RUU Migas: Mosi Hak Lokal dan National Oil Company (1)

TRANSINDONESIA.CO – Setahun lalu, tatkala bergiat menulis makalah Seminar  “Urgensi RUU Migas dalam Mendorong Kedaulatan Energi Nasional” oleh Nusantara Sustainable Resources Initiative (Nusantara Initiative), 23 Desember 2015, di Jakarta, pikiran patik meloncat ke kampung halaman negeri Melayu Langkat. Di sana terletak kota minyak Pangkalan Berandan, Kabupaten Langkat, Sumatera Utara.

Di kota Pangkalan Brandan itu terbangun kilang minyak paling mula dari sembilan kilang minyak di Indonesia. Tahun 1883 ditemukan sumur  minyak pertama era sebelum kemerdekaan, tepatnya  di Telaga Said (kini Kecamatan Sei Lepan, 110 kilometer barat laut kota Medan).
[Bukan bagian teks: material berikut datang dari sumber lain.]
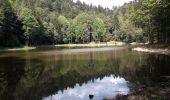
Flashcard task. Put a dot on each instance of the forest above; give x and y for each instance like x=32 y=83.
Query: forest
x=49 y=22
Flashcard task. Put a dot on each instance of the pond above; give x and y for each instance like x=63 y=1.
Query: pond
x=76 y=73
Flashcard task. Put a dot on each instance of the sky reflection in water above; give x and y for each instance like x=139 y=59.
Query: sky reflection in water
x=100 y=88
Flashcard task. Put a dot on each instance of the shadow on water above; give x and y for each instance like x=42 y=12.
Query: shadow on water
x=37 y=76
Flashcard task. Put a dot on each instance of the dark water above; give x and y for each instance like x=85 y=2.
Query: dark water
x=73 y=74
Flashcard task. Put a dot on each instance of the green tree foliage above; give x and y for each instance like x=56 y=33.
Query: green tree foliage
x=99 y=30
x=41 y=22
x=31 y=26
x=10 y=26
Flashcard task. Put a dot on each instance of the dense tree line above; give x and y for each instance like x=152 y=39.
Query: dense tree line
x=43 y=22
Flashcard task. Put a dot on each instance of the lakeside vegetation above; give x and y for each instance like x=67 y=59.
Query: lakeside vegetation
x=38 y=22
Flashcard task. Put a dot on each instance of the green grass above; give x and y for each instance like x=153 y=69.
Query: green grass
x=24 y=48
x=92 y=44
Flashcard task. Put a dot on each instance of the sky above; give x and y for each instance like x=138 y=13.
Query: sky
x=106 y=3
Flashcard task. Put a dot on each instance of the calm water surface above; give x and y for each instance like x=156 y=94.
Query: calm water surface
x=73 y=74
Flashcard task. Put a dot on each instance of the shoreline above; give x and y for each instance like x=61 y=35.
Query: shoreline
x=165 y=51
x=92 y=44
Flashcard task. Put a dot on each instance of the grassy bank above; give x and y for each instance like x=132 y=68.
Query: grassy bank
x=92 y=44
x=24 y=48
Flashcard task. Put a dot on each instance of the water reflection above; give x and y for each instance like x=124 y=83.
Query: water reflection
x=107 y=87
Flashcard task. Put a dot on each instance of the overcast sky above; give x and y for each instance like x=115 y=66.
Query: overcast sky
x=106 y=3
Kilang minyak itu kebetulan saja ditemukan warga Belanda bernama Aeliko Janszoon Zijlker, ahli perkebunan tembakau kompeni  Deli Tobacco Maatschappij.
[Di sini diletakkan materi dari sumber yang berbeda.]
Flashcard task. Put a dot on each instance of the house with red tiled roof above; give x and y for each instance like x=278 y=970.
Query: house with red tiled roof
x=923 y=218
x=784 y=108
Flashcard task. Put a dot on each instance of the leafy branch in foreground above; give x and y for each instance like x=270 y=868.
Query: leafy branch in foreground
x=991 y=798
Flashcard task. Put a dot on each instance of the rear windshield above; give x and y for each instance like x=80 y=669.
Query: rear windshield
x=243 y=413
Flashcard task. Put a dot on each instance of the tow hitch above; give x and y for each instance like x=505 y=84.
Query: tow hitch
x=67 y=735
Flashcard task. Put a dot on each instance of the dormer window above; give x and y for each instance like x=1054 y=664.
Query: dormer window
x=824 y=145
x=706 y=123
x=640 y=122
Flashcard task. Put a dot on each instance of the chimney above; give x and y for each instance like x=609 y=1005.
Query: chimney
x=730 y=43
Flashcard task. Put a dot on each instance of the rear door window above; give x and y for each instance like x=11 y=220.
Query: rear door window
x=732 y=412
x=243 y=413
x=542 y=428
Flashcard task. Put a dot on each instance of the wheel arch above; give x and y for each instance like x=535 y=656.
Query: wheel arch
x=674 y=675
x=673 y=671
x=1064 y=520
Bekerjasama dengan  perusahaan Belanda kala itu atas izin Sulthan Musa yang berkuasa di Kesulthanan Langkat.  Tahun 1891 mula diproduksi hasil minyak bumi dengan kontrak kerja Sulthan Musa dengan perusahaan Koninklijk Nederlandsche Maatschappij.

Gerbang bekas Perumahan Karyawan (Puraka) Pertamina Pangkalan Berandan, Sumatera Utara, sisa keemasan kota minyak.[IST]
Gerbang bekas Perumahan Karyawan (Puraka) Pertamina Pangkalan Berandan, Sumatera Utara, sisa keemasan kota minyak.[IST]
Kota minyak Pangkalan Berandan sempat jaya. Kota kecamatan itu memiliki padang golf Lagan Hill, kolam renang dan lapangan bola molek yang menjayakan Persatuan Sepakbola Langkat (PSL), sasana tinju kuda laut yang meroketkan petinju nasional. Fasilitas rumah sakit Pertamina UPMI yang canggih dan lengkap dokter ahli. Pun fasilitas kesehatan, pendidikan, sosial dan infrastruktur lebih awal tersedia dibanding kota Medan. Gemilang kejayaan ekonomi kota minyak Pangkalan Berandan masih terkenang bagi sesiapapun warga Langkat yang juga merasakan pengaruh berkah kota minyak itu.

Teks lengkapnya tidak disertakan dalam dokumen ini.